The Chronicle (South Tyneside and Durham)
ON THIS DAY
1556:
Thomas Cranmer, first Protestant Archbishop of Canterbury, was condemned as a heretic under Catholic Queen Mary I and burned at the stake in Oxford.
1685:
Composer Johann Sebastian Bach was born in Eisenach, Germany.
1861:
Albert Chevalier, composer and singer of cockney songs, including My Old Dutch and Knocked ‘Em In The Old Kent Road, was born in London.
1918:
The last major German offensive of the First World War began on the
Somme.
1933:
The first Nazi concentration camp was completed in Germany.

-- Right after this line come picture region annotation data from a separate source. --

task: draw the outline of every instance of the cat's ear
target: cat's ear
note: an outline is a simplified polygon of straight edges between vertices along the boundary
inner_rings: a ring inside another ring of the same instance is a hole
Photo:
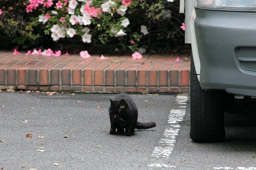
[[[110,101],[111,107],[114,106],[114,101],[110,99]]]
[[[123,106],[125,107],[126,105],[126,102],[125,101],[125,100],[124,99],[121,100],[121,101],[120,101],[120,106]]]

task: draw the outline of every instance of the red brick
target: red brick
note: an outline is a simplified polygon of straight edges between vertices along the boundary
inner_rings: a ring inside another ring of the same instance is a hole
[[[27,86],[27,89],[29,90],[34,90],[37,91],[38,90],[39,86],[34,86],[34,85],[29,85]]]
[[[48,86],[40,86],[39,89],[42,91],[48,91],[49,87]]]
[[[62,91],[70,91],[71,90],[70,85],[62,85],[61,88]]]
[[[82,91],[83,92],[92,92],[92,86],[82,86]]]

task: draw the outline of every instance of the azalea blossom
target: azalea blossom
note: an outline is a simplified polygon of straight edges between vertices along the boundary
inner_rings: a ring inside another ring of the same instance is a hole
[[[20,53],[18,51],[17,49],[14,49],[14,52],[12,53],[14,55],[18,55]]]
[[[66,18],[65,18],[64,17],[61,17],[59,21],[61,23],[64,23],[65,22],[66,22]]]
[[[149,34],[147,29],[146,29],[146,26],[140,26],[140,32],[143,33],[144,35]]]
[[[117,37],[119,36],[124,36],[126,34],[127,34],[125,33],[124,31],[123,31],[123,30],[121,29],[118,32],[116,33],[115,35],[114,35],[114,36],[115,36],[115,37]]]
[[[183,31],[185,31],[185,23],[183,23],[182,25],[182,26],[181,26],[181,28],[182,29]]]
[[[47,21],[48,21],[48,19],[46,18],[46,16],[44,16],[42,15],[39,16],[39,19],[38,19],[39,22],[42,22],[43,24],[45,24],[47,22]]]
[[[31,50],[28,50],[27,51],[27,53],[26,53],[26,55],[29,56],[30,55],[31,55]]]
[[[62,5],[63,5],[63,3],[61,2],[59,0],[58,2],[56,3],[56,7],[58,8],[63,8]]]
[[[130,24],[130,21],[128,18],[125,18],[122,20],[122,22],[121,23],[121,26],[123,26],[125,28],[126,28],[129,24]]]
[[[53,0],[47,0],[46,2],[44,2],[44,6],[47,8],[51,7],[53,5]]]
[[[131,0],[122,0],[122,3],[124,5],[131,5]]]
[[[119,8],[117,9],[117,13],[121,15],[121,16],[123,16],[126,13],[127,10],[127,7],[125,5],[121,5]]]
[[[50,48],[44,50],[44,51],[42,53],[42,55],[46,57],[52,56],[53,54],[53,51]]]
[[[179,56],[178,56],[176,58],[176,60],[174,61],[174,62],[182,62],[182,60],[180,60]]]
[[[74,29],[70,28],[67,31],[67,34],[70,37],[72,38],[75,35],[75,30]]]
[[[82,41],[84,43],[91,43],[91,35],[89,34],[84,33],[82,36]]]
[[[115,4],[114,2],[110,0],[102,4],[101,7],[102,8],[103,12],[110,13],[111,10],[111,8]]]
[[[88,59],[91,57],[91,55],[90,55],[87,50],[84,51],[81,51],[80,53],[80,57],[83,59]]]
[[[142,55],[138,52],[135,52],[132,54],[133,59],[142,59]]]
[[[69,0],[69,3],[68,4],[68,7],[72,9],[75,9],[77,5],[77,2],[76,1],[76,0]]]

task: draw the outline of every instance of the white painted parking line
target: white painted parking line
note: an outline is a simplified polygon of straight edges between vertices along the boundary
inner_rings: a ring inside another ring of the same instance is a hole
[[[160,140],[159,146],[154,149],[152,156],[167,158],[172,153],[176,142],[176,137],[180,131],[180,122],[183,120],[186,114],[186,102],[188,100],[187,95],[177,95],[175,101],[178,104],[178,108],[170,111],[168,127],[163,133],[163,138]]]

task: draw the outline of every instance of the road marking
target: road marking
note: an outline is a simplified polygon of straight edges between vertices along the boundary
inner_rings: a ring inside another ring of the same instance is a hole
[[[230,167],[213,167],[214,170],[256,170],[256,168],[255,167],[237,167],[237,168],[230,168]]]
[[[188,100],[187,95],[176,96],[175,101],[179,105],[179,109],[172,109],[170,111],[167,121],[168,126],[163,133],[163,138],[160,140],[159,145],[154,149],[151,155],[152,156],[167,158],[172,153],[176,142],[176,136],[180,133],[181,125],[179,123],[183,120],[186,114]]]

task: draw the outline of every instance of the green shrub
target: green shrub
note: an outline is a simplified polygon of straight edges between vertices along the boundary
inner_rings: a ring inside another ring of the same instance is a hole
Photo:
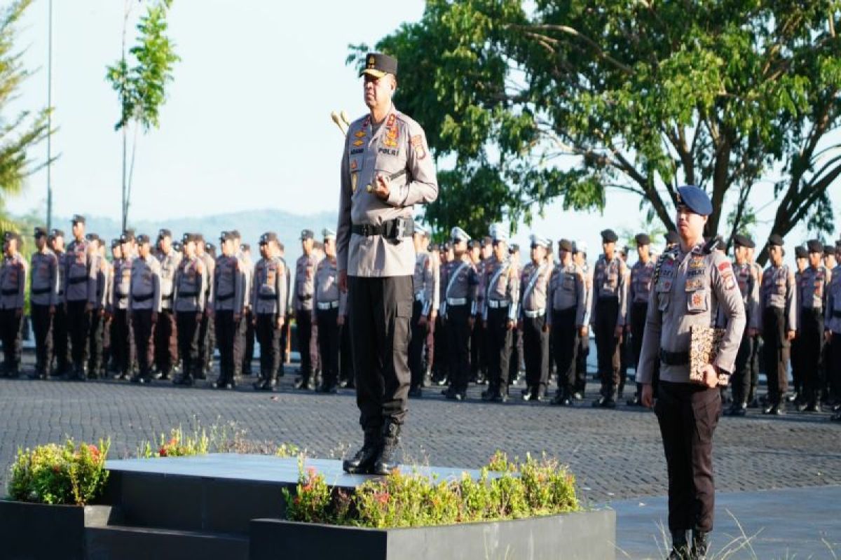
[[[498,468],[491,476],[490,466]],[[313,468],[296,492],[284,490],[287,519],[363,527],[416,527],[548,516],[580,509],[575,479],[545,456],[525,462],[496,453],[478,479],[430,479],[398,470],[360,485],[352,495],[331,489]]]
[[[13,500],[40,504],[83,505],[96,500],[105,487],[110,440],[99,446],[50,443],[34,449],[19,449],[8,484]]]

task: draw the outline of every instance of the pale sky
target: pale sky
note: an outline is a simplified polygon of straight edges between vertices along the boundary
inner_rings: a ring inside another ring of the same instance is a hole
[[[24,84],[21,107],[46,105],[47,9],[48,0],[34,0],[23,22],[24,64],[39,70]],[[119,106],[104,76],[119,57],[124,2],[54,0],[53,9],[53,153],[61,156],[52,170],[54,216],[119,217]],[[133,22],[140,11],[135,6]],[[175,0],[169,34],[182,61],[161,128],[140,137],[130,220],[266,207],[335,212],[342,138],[330,113],[345,109],[353,118],[366,110],[361,82],[345,65],[347,44],[373,45],[422,12],[420,0]],[[130,44],[134,36],[132,24]],[[45,144],[34,155],[45,153]],[[755,189],[757,206],[771,200],[770,188]],[[833,188],[836,215],[839,191]],[[45,192],[40,172],[7,207],[17,213],[43,207]],[[595,248],[601,229],[643,223],[638,200],[615,191],[604,216],[559,207],[533,229]],[[768,222],[757,238],[767,237],[775,209],[759,214]],[[529,231],[521,227],[514,240],[527,243]],[[789,238],[805,235],[800,228]]]

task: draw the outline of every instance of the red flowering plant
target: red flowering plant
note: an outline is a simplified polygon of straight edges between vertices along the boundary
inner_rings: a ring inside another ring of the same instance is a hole
[[[105,487],[105,460],[110,440],[99,445],[56,443],[19,449],[11,467],[8,493],[13,500],[40,504],[83,505],[96,500]]]

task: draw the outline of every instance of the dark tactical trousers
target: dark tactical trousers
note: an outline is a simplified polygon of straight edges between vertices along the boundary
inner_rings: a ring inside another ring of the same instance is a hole
[[[534,396],[546,395],[549,381],[549,333],[543,332],[546,316],[523,318],[523,359],[526,385]]]
[[[335,387],[339,383],[339,310],[319,309],[315,311],[318,320],[318,350],[321,363],[321,382],[326,387]]]
[[[313,364],[309,356],[309,339],[312,337],[311,313],[311,311],[306,309],[295,311],[295,323],[298,325],[298,352],[301,354],[301,379],[304,385],[309,382],[313,373]]]
[[[508,328],[508,307],[488,309],[488,390],[491,395],[508,394],[508,361],[511,355],[511,329]]]
[[[359,423],[366,431],[384,421],[402,424],[411,380],[412,277],[347,280]]]
[[[575,387],[575,359],[579,349],[575,308],[552,311],[552,351],[558,368],[558,390],[572,395]]]
[[[135,348],[137,348],[140,374],[148,378],[151,372],[154,356],[155,324],[152,322],[152,310],[136,309],[131,311],[131,327],[135,333]]]
[[[33,303],[30,307],[32,330],[35,335],[35,373],[46,374],[52,361],[53,313],[50,312],[50,306]]]
[[[736,354],[736,365],[730,385],[733,390],[733,404],[747,404],[750,394],[750,357],[754,353],[754,337],[748,336],[748,329],[742,335]]]
[[[103,366],[105,347],[105,314],[103,310],[91,311],[91,331],[87,338],[87,371],[89,374],[98,375]]]
[[[219,380],[234,380],[236,374],[235,347],[241,345],[240,322],[234,320],[234,311],[218,311],[214,314],[216,344],[219,347]]]
[[[825,385],[823,379],[823,310],[801,309],[797,338],[802,351],[801,400],[808,405],[820,402]]]
[[[600,299],[595,304],[595,351],[599,355],[601,395],[615,399],[619,384],[619,338],[616,336],[619,300]]]
[[[780,307],[765,307],[762,313],[763,352],[768,378],[768,404],[779,405],[788,392],[789,342]]]
[[[412,372],[412,387],[420,387],[423,383],[423,348],[426,343],[426,325],[419,322],[423,311],[423,302],[412,304],[412,340],[409,343],[409,369]]]
[[[470,306],[465,304],[447,306],[446,330],[447,349],[449,353],[450,390],[455,393],[466,392],[468,383],[470,381],[470,326],[468,322],[469,318]]]
[[[271,379],[277,376],[281,367],[280,334],[278,316],[273,313],[257,313],[257,324],[254,329],[260,343],[260,377]],[[286,325],[283,325],[285,330]]]
[[[111,349],[117,364],[117,371],[128,375],[135,361],[135,339],[131,334],[129,311],[125,309],[115,309],[112,321],[114,338],[111,341]]]
[[[65,373],[70,365],[70,347],[67,345],[67,308],[63,303],[56,306],[53,316],[53,354],[56,372]]]
[[[204,313],[198,311],[177,311],[176,324],[178,329],[178,350],[183,363],[183,374],[196,377],[202,364],[198,356],[198,331]]]
[[[82,369],[87,362],[87,339],[91,330],[91,311],[87,300],[67,302],[67,331],[73,367]]]
[[[0,309],[0,339],[3,340],[3,369],[7,374],[20,369],[23,326],[22,310]]]
[[[175,313],[172,309],[161,309],[155,326],[155,364],[161,374],[169,375],[177,363],[178,338]]]
[[[669,529],[712,531],[712,433],[721,416],[721,392],[660,381],[654,411],[669,470]]]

It served as a prototype and model for the others that followed including Auschwitz.
1960:
The Sharpeville massacre took place in the Transvaal, South Africa, when police fired on a demonstration against Pass Laws, killing 69 people.
1963:
Alcatraz, the notorious maximum security prison in San Francisco Bay, was closed.
1985:
Riot police shot dead 17 black people at South Africa’s Langa township on the 25th anniversary of the Sharpeville massacre.
1991:
The poll tax was ditched as Environment Secretary Michael Heseltine unveiled a new property tax to replace it.
1993:
The IRA claimed responsibility for two bomb attacks in Warrington which killed a four-year-old child.
1995:
Police raided the Tokyo headquarters of the Aum Shinrikyo religious sect after Sarin nerve gas was released on five trains in the Tokyo underground system.
ON THIS DAY LAST YEAR:
A 104-year-old woman put her Somerset house on the market, after living in it for 102 years.
BIRTHDAYS:
Michael Heseltine, former deputy prime minister, 91; Gary Oldman, actor, 66; Matthew Broderick, actor, 62; Rosie O’donnell, actress, 62; Ieuan Evans, former rugby player, 60; Matthew Maynard, former cricketer, 58; Adrian Chiles, TV presenter, 57; Mark Williams, snooker player, 49; Ronaldinho, footballer, 44.